17/02/2020 00:00Annulation des arrêtés d'extension

Clause de recommandation d’organismes assureurs : le Conseil d’Etat annule 5 arrêtés d’extension d’accords de branche

Depuis 2013, les accords de branche en santé-prévoyance, signés entre les partenaires sociaux, peuvent comprendre des clauses de recommandation, et non plus de désignation, d’organismes assureurs dans les accords de branche. Pour mémoire, les clauses de désignation d’organismes assureurs permettaient aux partenaires sociaux de désigner dans un accord de branche un ou plusieurs organismes assureurs chargé(s) de couvrir et gérer le régime de protection sociale complémentaire de prévoyance et / ou santé. Les entreprises de la branche étaient dans la majorité des situations obligées d’adhérer à l’organisme désigné. Les clauses de désignation ont été déclarées inconstitutionnelles.

Les grands principes des clauses de recommandation

le Conseil d’Etat annule 5 arrêtés d’extension d’accords de branche

Pour pouvoir recommander un ou plusieurs assureurs, une mise en concurrence en bonne et due forme doit être organisée par les partenaires sociaux sous forme d’appel d’offres. L’accord, une fois signé, doit être réexaminé au moins tous les cinq ans.

Les organismes assureurs recommandés sont tenus à certaines obligations dont celle d’appliquer un tarif unique et d’offrir des garanties identiques pour les entreprises et les salariés concernés.

Ils doivent aussi prévoir que les garanties collectives présentent « un degré élevé de solidarité comprenant à ce titre des prestations non contributives » (comme par exemple plusieurs formes d’actions sociales ou d’actions de prévention définies réglementairement à l’article R.912-2 du Code de la Sécurité sociale).
L’article R.912-1 du Code de la Sécurité sociale précise, de son côté, que « sont regardés comme présentant un degré élevé de solidarité les accords pour lesquels la part de ce financement est au moins égale à 2 % de la prime ou de la cotisation ».
Quant à l’article R 912-3 du même Code, il donne les conditions de financement, notamment par la création d’un fonds spécifique, et de gestion mutualisée des prestations présentant ce fameux degré élevé de solidarité.
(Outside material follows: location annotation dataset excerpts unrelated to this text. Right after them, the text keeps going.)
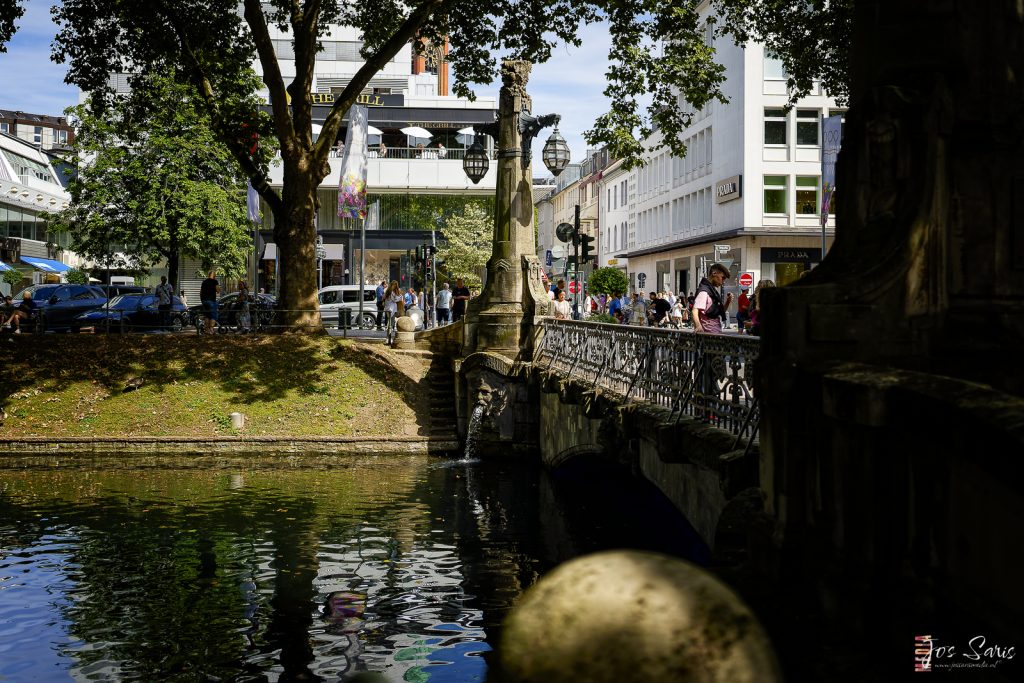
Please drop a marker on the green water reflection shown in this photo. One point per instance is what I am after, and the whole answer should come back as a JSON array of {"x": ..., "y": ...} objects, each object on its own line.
[
  {"x": 266, "y": 570},
  {"x": 244, "y": 574}
]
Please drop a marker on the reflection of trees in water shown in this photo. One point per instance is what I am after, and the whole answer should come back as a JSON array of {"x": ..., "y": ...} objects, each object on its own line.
[
  {"x": 193, "y": 574},
  {"x": 209, "y": 581}
]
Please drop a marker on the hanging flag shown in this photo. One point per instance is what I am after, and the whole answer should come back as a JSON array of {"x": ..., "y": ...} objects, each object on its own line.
[
  {"x": 832, "y": 140},
  {"x": 374, "y": 216},
  {"x": 352, "y": 184},
  {"x": 253, "y": 202}
]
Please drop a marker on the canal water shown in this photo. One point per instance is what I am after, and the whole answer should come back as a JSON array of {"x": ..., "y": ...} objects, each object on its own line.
[{"x": 267, "y": 569}]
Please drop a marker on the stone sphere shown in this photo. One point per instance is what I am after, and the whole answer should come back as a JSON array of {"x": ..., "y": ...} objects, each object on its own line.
[{"x": 621, "y": 616}]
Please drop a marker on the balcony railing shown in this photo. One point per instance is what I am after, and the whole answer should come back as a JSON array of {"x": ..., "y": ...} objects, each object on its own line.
[
  {"x": 708, "y": 377},
  {"x": 430, "y": 154}
]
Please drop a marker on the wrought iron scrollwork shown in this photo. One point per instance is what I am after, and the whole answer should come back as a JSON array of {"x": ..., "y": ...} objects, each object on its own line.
[{"x": 709, "y": 377}]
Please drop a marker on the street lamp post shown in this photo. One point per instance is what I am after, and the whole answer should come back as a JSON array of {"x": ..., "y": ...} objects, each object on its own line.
[{"x": 513, "y": 292}]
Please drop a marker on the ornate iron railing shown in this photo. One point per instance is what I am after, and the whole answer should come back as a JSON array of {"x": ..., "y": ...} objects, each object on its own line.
[{"x": 709, "y": 377}]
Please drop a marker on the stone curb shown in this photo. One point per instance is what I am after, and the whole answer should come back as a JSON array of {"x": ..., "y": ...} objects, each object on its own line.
[{"x": 228, "y": 444}]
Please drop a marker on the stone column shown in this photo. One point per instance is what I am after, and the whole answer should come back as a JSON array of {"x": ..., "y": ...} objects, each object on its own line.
[{"x": 502, "y": 318}]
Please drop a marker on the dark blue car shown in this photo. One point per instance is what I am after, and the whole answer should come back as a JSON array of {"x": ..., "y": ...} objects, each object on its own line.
[
  {"x": 57, "y": 305},
  {"x": 132, "y": 312}
]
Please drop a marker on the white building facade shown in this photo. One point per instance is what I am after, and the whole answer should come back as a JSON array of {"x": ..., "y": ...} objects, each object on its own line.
[
  {"x": 612, "y": 188},
  {"x": 747, "y": 194},
  {"x": 30, "y": 189},
  {"x": 415, "y": 189}
]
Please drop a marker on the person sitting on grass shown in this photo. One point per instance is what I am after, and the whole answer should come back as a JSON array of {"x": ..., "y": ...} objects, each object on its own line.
[{"x": 23, "y": 312}]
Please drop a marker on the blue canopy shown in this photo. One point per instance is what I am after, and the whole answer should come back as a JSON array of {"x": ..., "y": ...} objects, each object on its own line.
[{"x": 45, "y": 264}]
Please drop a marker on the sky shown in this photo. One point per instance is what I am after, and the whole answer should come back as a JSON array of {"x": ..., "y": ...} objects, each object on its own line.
[{"x": 571, "y": 83}]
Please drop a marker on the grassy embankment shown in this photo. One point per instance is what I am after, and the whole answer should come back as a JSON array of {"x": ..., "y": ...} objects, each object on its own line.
[{"x": 186, "y": 386}]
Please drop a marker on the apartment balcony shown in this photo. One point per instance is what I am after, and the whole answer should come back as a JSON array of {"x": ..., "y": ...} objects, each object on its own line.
[{"x": 411, "y": 169}]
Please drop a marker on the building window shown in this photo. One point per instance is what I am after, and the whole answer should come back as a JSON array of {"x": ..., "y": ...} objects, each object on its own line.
[
  {"x": 807, "y": 127},
  {"x": 774, "y": 71},
  {"x": 775, "y": 191},
  {"x": 774, "y": 126},
  {"x": 842, "y": 125},
  {"x": 807, "y": 195}
]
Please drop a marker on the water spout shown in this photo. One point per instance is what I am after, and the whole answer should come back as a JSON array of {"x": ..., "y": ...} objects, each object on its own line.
[{"x": 473, "y": 432}]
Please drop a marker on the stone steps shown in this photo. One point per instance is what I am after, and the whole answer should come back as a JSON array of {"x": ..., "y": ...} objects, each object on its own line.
[{"x": 440, "y": 387}]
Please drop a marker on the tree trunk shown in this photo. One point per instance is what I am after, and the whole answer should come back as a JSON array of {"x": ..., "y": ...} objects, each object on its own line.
[
  {"x": 172, "y": 263},
  {"x": 295, "y": 236}
]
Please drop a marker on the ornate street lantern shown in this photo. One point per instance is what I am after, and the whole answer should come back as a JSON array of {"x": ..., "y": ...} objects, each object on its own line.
[
  {"x": 555, "y": 153},
  {"x": 475, "y": 163}
]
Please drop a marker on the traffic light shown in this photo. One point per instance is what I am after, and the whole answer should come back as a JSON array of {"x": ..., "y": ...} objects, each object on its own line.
[{"x": 587, "y": 248}]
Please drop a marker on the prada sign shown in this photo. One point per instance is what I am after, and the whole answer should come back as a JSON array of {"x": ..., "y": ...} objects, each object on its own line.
[
  {"x": 728, "y": 189},
  {"x": 790, "y": 255}
]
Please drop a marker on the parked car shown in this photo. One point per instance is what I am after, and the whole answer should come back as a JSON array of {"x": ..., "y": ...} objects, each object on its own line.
[
  {"x": 117, "y": 290},
  {"x": 334, "y": 297},
  {"x": 57, "y": 305},
  {"x": 132, "y": 312}
]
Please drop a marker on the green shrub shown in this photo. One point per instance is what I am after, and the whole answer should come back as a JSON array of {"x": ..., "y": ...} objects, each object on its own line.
[{"x": 77, "y": 276}]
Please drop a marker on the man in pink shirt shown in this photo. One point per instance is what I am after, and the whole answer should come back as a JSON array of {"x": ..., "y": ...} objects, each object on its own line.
[{"x": 709, "y": 306}]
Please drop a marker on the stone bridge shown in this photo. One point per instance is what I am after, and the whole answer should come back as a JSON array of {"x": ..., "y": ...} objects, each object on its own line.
[{"x": 675, "y": 408}]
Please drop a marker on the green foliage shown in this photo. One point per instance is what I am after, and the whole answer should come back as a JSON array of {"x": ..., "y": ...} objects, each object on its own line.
[
  {"x": 664, "y": 69},
  {"x": 467, "y": 243},
  {"x": 9, "y": 12},
  {"x": 159, "y": 183},
  {"x": 12, "y": 276},
  {"x": 77, "y": 276},
  {"x": 608, "y": 281}
]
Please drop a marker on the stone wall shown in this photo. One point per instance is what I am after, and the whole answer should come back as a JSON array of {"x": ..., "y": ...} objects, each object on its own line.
[{"x": 695, "y": 466}]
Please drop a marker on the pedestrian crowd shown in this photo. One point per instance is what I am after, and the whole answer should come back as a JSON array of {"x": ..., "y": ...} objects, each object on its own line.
[{"x": 706, "y": 310}]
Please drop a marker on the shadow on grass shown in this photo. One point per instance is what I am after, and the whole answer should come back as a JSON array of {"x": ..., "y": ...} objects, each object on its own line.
[{"x": 254, "y": 370}]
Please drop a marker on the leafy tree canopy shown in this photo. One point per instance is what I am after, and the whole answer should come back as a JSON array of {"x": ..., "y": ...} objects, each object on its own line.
[
  {"x": 9, "y": 12},
  {"x": 156, "y": 184},
  {"x": 659, "y": 48},
  {"x": 659, "y": 52},
  {"x": 467, "y": 243},
  {"x": 608, "y": 281}
]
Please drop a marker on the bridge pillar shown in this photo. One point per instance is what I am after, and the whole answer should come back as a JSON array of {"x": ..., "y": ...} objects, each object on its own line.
[{"x": 504, "y": 316}]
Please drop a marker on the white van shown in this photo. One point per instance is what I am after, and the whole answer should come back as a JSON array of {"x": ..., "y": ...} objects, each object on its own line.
[{"x": 334, "y": 297}]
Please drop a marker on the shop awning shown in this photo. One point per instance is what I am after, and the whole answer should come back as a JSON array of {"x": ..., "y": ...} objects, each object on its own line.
[{"x": 45, "y": 264}]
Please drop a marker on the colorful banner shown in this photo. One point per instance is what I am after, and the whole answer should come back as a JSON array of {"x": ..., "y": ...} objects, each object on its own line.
[
  {"x": 374, "y": 216},
  {"x": 352, "y": 184},
  {"x": 252, "y": 201},
  {"x": 832, "y": 139}
]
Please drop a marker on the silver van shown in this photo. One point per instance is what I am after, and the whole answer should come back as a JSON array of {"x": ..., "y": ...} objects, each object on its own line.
[{"x": 335, "y": 297}]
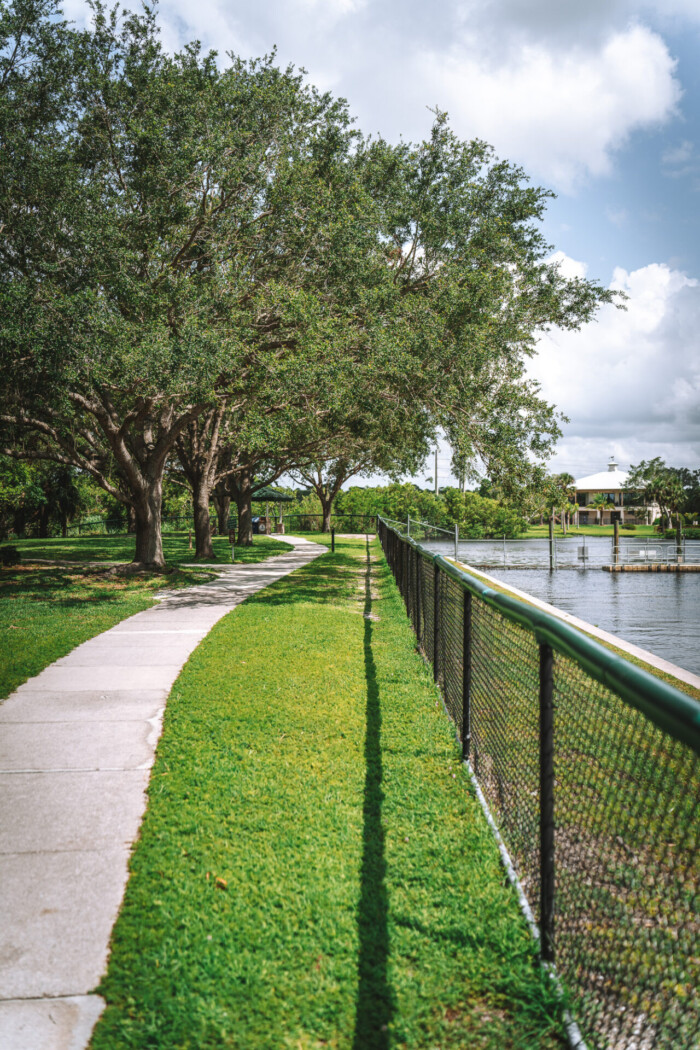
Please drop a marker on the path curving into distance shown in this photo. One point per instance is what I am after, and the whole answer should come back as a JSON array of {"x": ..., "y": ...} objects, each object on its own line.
[{"x": 77, "y": 746}]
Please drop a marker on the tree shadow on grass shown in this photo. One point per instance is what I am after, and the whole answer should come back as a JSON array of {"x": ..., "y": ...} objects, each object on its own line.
[{"x": 375, "y": 995}]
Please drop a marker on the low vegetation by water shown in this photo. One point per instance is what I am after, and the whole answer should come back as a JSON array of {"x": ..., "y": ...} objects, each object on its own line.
[{"x": 314, "y": 869}]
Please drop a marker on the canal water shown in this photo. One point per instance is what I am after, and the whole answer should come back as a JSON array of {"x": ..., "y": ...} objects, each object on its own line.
[{"x": 657, "y": 611}]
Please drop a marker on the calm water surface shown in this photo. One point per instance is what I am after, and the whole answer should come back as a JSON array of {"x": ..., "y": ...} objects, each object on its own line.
[{"x": 658, "y": 612}]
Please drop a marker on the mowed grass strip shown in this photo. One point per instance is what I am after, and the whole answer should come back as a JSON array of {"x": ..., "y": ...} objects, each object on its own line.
[
  {"x": 47, "y": 611},
  {"x": 313, "y": 869},
  {"x": 120, "y": 548}
]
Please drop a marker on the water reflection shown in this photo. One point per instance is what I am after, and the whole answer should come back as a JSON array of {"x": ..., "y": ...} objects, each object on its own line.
[{"x": 658, "y": 612}]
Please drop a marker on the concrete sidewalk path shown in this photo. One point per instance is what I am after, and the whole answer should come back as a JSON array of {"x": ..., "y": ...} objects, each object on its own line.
[{"x": 77, "y": 744}]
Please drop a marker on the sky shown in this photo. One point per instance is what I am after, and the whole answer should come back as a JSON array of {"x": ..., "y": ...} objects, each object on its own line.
[{"x": 598, "y": 101}]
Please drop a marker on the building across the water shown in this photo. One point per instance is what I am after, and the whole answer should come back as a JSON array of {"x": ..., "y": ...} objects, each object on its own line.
[{"x": 611, "y": 484}]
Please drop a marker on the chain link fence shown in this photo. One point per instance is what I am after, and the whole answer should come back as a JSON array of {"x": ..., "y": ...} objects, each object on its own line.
[{"x": 589, "y": 768}]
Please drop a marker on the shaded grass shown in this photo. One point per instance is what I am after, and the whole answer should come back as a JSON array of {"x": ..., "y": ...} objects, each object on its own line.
[
  {"x": 313, "y": 868},
  {"x": 47, "y": 611},
  {"x": 120, "y": 548}
]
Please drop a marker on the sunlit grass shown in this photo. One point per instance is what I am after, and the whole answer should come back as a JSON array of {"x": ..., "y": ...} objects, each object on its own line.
[{"x": 314, "y": 869}]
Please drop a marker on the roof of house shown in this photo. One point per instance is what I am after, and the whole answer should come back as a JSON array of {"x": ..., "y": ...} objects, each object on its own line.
[{"x": 611, "y": 480}]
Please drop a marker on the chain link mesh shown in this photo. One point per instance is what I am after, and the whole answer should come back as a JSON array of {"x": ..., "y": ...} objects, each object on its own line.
[{"x": 626, "y": 806}]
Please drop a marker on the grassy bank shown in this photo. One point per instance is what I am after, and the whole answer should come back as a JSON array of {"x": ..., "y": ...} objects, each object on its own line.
[
  {"x": 47, "y": 611},
  {"x": 313, "y": 868},
  {"x": 120, "y": 548}
]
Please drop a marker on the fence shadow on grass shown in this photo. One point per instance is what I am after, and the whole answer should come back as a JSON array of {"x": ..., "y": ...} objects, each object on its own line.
[{"x": 375, "y": 995}]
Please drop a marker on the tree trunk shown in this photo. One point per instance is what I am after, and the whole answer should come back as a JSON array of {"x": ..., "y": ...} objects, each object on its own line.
[
  {"x": 223, "y": 504},
  {"x": 204, "y": 550},
  {"x": 130, "y": 520},
  {"x": 147, "y": 512},
  {"x": 326, "y": 507},
  {"x": 19, "y": 523},
  {"x": 43, "y": 522},
  {"x": 242, "y": 490}
]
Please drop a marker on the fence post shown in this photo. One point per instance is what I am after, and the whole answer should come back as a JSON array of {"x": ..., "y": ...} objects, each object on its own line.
[
  {"x": 466, "y": 676},
  {"x": 436, "y": 620},
  {"x": 547, "y": 802},
  {"x": 419, "y": 609}
]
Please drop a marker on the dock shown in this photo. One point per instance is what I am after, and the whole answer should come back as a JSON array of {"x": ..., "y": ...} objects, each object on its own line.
[{"x": 653, "y": 567}]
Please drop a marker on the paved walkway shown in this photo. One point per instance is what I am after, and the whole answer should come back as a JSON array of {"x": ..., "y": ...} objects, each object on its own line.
[{"x": 77, "y": 746}]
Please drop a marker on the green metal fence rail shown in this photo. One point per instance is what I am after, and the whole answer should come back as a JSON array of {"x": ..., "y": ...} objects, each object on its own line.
[{"x": 589, "y": 768}]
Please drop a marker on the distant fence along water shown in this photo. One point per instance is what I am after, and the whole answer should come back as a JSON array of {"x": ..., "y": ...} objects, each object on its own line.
[{"x": 590, "y": 769}]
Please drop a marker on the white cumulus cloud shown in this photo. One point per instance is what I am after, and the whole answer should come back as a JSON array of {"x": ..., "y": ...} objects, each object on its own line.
[
  {"x": 561, "y": 112},
  {"x": 630, "y": 382}
]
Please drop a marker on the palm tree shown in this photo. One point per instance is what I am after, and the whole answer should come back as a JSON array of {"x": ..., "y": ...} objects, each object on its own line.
[{"x": 600, "y": 503}]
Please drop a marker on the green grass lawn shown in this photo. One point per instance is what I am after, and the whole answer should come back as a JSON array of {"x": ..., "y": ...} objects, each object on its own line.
[
  {"x": 314, "y": 869},
  {"x": 47, "y": 611},
  {"x": 120, "y": 548}
]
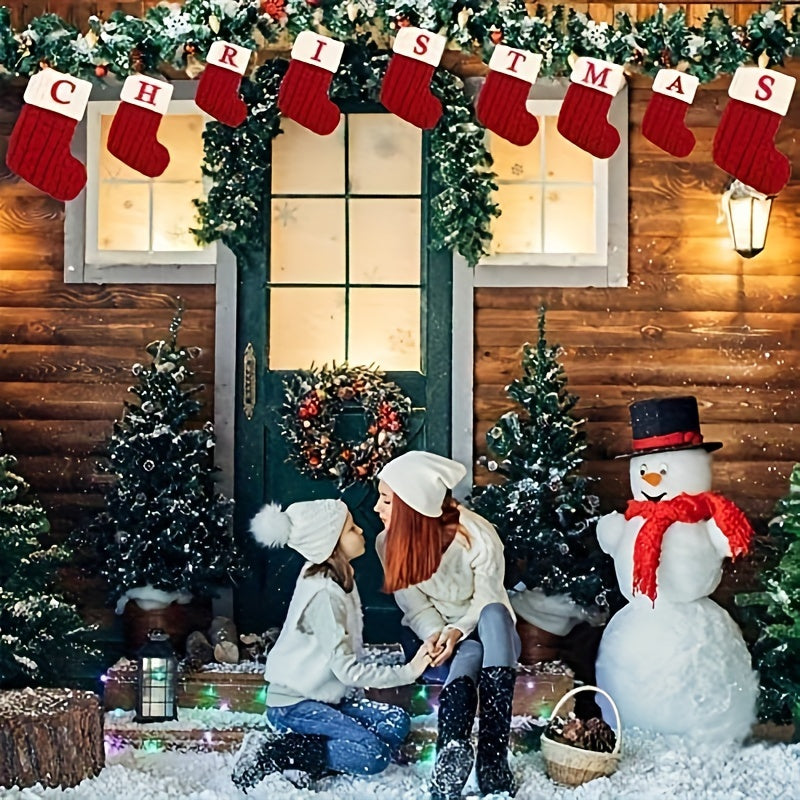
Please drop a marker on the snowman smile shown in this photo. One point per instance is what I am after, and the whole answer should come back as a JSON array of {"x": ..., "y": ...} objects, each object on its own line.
[{"x": 654, "y": 499}]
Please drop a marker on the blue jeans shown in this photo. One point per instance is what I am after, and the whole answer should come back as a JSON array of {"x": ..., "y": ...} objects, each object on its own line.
[
  {"x": 361, "y": 733},
  {"x": 494, "y": 643}
]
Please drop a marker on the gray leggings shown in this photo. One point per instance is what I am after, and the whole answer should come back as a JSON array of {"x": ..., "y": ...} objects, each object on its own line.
[{"x": 494, "y": 643}]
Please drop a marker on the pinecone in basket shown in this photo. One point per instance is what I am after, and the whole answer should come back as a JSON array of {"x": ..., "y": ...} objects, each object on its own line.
[{"x": 592, "y": 734}]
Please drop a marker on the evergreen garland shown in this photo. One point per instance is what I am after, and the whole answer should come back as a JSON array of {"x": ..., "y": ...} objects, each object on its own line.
[
  {"x": 775, "y": 613},
  {"x": 542, "y": 509},
  {"x": 42, "y": 636},
  {"x": 462, "y": 210},
  {"x": 165, "y": 525}
]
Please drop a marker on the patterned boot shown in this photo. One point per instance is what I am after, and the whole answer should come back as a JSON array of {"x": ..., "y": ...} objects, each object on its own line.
[
  {"x": 263, "y": 753},
  {"x": 496, "y": 693},
  {"x": 454, "y": 755}
]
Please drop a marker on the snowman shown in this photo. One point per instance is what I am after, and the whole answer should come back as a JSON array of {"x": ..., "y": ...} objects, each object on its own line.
[{"x": 672, "y": 659}]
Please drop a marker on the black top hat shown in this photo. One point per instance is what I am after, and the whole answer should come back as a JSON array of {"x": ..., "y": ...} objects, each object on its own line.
[{"x": 660, "y": 424}]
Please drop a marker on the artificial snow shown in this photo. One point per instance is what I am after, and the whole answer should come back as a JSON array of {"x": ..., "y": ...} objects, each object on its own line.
[{"x": 653, "y": 767}]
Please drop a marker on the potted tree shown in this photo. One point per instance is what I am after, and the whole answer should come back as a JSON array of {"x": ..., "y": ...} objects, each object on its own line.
[
  {"x": 164, "y": 540},
  {"x": 772, "y": 613},
  {"x": 542, "y": 508}
]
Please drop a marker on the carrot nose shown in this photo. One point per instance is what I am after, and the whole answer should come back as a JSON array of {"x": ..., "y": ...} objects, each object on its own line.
[{"x": 653, "y": 478}]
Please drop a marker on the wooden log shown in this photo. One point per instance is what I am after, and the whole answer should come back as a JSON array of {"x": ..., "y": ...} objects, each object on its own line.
[{"x": 49, "y": 736}]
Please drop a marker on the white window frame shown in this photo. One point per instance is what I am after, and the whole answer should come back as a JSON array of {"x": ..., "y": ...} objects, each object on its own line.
[
  {"x": 608, "y": 266},
  {"x": 81, "y": 265}
]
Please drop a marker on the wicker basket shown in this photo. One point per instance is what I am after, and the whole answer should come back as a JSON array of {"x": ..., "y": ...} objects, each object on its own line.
[{"x": 573, "y": 765}]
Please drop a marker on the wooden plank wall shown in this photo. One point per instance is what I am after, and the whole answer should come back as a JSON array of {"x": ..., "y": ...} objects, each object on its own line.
[
  {"x": 696, "y": 318},
  {"x": 66, "y": 351}
]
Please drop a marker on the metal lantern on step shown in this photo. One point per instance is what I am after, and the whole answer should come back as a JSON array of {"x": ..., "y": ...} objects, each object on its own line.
[{"x": 157, "y": 695}]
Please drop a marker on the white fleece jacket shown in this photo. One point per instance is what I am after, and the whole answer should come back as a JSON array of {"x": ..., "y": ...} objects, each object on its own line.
[
  {"x": 469, "y": 578},
  {"x": 317, "y": 654}
]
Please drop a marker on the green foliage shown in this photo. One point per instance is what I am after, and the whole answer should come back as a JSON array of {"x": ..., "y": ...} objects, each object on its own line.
[
  {"x": 775, "y": 612},
  {"x": 41, "y": 634},
  {"x": 164, "y": 525},
  {"x": 542, "y": 509}
]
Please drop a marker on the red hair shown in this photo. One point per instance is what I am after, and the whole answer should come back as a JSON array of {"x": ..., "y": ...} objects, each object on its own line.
[{"x": 415, "y": 543}]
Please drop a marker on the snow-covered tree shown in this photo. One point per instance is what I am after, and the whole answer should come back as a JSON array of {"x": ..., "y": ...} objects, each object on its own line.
[
  {"x": 41, "y": 634},
  {"x": 542, "y": 508},
  {"x": 775, "y": 613},
  {"x": 165, "y": 525}
]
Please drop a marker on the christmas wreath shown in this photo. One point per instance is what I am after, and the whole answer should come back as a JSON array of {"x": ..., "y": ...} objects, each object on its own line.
[{"x": 313, "y": 401}]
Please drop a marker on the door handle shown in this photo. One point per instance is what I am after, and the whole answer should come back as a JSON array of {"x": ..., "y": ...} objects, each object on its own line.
[{"x": 249, "y": 381}]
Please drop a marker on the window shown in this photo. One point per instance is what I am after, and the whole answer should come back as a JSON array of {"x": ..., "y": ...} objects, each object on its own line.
[
  {"x": 126, "y": 227},
  {"x": 345, "y": 245},
  {"x": 564, "y": 213}
]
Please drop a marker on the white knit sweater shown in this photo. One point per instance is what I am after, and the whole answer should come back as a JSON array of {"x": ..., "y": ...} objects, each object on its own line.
[
  {"x": 316, "y": 655},
  {"x": 469, "y": 578}
]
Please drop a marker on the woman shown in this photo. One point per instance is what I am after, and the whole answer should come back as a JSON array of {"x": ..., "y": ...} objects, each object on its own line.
[
  {"x": 316, "y": 663},
  {"x": 445, "y": 566}
]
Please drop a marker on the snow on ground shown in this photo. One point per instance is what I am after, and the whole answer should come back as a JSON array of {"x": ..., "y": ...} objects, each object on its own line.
[{"x": 652, "y": 768}]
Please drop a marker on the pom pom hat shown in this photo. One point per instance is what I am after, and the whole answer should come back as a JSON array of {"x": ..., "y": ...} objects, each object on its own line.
[
  {"x": 312, "y": 527},
  {"x": 421, "y": 480}
]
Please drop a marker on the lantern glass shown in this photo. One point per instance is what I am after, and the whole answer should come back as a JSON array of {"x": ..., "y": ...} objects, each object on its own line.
[
  {"x": 156, "y": 700},
  {"x": 747, "y": 213}
]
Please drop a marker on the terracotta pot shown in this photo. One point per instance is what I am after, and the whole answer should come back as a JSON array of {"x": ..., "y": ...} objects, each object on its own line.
[
  {"x": 178, "y": 620},
  {"x": 537, "y": 644}
]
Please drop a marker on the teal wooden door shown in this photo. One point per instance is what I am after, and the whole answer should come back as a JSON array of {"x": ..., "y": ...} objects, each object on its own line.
[{"x": 344, "y": 273}]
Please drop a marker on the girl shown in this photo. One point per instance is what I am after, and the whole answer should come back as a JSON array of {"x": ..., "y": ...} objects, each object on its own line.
[
  {"x": 445, "y": 566},
  {"x": 314, "y": 664}
]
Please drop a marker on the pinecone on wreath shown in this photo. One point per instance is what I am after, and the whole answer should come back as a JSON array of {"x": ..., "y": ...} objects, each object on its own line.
[{"x": 593, "y": 734}]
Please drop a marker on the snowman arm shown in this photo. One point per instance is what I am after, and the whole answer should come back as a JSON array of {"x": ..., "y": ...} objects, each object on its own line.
[
  {"x": 610, "y": 528},
  {"x": 718, "y": 539}
]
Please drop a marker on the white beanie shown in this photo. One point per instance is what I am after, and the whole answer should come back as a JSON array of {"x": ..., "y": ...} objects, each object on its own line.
[
  {"x": 312, "y": 527},
  {"x": 421, "y": 480}
]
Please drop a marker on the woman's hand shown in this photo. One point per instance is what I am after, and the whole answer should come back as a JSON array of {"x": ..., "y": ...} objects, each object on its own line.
[
  {"x": 445, "y": 645},
  {"x": 421, "y": 661}
]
Contentieux autour du financement de 2 %

Le décor ainsi planté allait donner lieu à un contentieux entre les organismes assureurs et les partenaires sociaux.

Juste après l’entrée en vigueur du dispositif sur les clauses de recommandation, plusieurs accords ont été signés, obligeant les entreprises relevant d’une branche, à verser de manière exclusive, la cotisation de 2 % destinée aux prestations à degré élevé de solidarité, à l’organisme recommandé, même par les entreprises ayant choisi de s’assurer auprès d’un autre organisme et ce, avant même la parution du décret autorisant un tel dispositif.

Ces accords ont par la suite été étendus par arrêtés. Considérant que ce type de schéma de financement revient à rétablir de façon déguisée les clauses de désignation « inconstitutionnelles », certains assureurs et leurs représentants (la FFA) ont alors saisi le Conseil d’Etat, en 2016 et en 2017, pour demander l’annulation des arrêtés.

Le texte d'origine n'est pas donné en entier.